The influence of D^bgp_33–41-specific T cells on bystander T cell recruitment and activation. Representative dot plots of brain-infiltrating leukocytes (gated on CD8) from OT-I mice receiving no transfer (n = 5) or a transfer of 10⁴ GFP⁺D^bgp_33–41-specific CD8⁺ T cells (n = 5) are shown in A. Both groups (day 7 postinfection) received intracerebral infection with 10³ PFU of LCMV Arm. Note the absence of GFP⁺ T cells in mice not receiving a transfer, whereas the Vβ5.1-expressing bystander T cell population is roughly equivalent in both groups. B, Quantification of the absolute number of brain-infiltrating GFP⁺ (transfer recipients only) and Vβ5.1⁺ (transfer vs no transfer) CD8⁺ T cells. Data are represented as the mean ± SD. Asterisks denote a statistically significant decrease (as determined by one-way ANOVA, p < 0.05) from the number of GFP⁺ T cells in the brain.

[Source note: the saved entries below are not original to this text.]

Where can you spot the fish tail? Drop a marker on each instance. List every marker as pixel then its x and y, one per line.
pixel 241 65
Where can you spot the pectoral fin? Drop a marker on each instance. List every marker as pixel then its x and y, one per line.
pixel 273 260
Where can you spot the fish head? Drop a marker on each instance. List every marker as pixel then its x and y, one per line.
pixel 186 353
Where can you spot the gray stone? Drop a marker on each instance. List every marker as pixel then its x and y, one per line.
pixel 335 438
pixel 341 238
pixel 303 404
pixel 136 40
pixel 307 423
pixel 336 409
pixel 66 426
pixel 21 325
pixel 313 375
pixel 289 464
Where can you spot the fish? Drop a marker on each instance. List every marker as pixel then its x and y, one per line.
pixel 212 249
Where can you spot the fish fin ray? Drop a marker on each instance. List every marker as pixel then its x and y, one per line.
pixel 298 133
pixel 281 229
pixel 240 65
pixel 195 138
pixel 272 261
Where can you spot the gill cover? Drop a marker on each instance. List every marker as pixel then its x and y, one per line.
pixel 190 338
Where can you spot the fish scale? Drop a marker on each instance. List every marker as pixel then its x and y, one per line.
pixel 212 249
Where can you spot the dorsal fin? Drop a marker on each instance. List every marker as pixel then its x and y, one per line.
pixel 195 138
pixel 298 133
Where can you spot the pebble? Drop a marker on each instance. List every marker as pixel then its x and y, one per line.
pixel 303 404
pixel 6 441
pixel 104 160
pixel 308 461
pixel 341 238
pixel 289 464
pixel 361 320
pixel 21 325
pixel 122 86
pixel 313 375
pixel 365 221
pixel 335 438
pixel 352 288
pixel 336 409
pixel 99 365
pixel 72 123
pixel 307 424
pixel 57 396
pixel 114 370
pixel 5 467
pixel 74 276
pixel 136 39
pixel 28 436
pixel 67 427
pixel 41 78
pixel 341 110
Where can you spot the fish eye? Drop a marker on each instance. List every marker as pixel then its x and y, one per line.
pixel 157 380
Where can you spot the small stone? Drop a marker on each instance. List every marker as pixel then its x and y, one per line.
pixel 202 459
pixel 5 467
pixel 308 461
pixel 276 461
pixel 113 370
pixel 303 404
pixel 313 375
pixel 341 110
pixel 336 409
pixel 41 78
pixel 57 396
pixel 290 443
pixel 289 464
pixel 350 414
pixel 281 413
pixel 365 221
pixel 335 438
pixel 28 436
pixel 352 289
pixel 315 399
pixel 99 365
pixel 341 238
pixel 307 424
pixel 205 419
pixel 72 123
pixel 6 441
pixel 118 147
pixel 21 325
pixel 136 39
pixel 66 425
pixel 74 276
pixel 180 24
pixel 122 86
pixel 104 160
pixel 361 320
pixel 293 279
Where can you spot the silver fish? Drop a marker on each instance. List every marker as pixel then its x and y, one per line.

B, Inset, The number of Vβ5.1⁺ T cells on a smaller scale. Student’s t test was used to determine that the values are, in fact, statistically different (p < 0.05). C, The percentage of the aforementioned T cell populations that is CD44^high. Data are represented as the mean ± SD. Statistical decreases (asterisks) from GFP⁺ T cells were determined by one-way ANOVA (p < 0.05).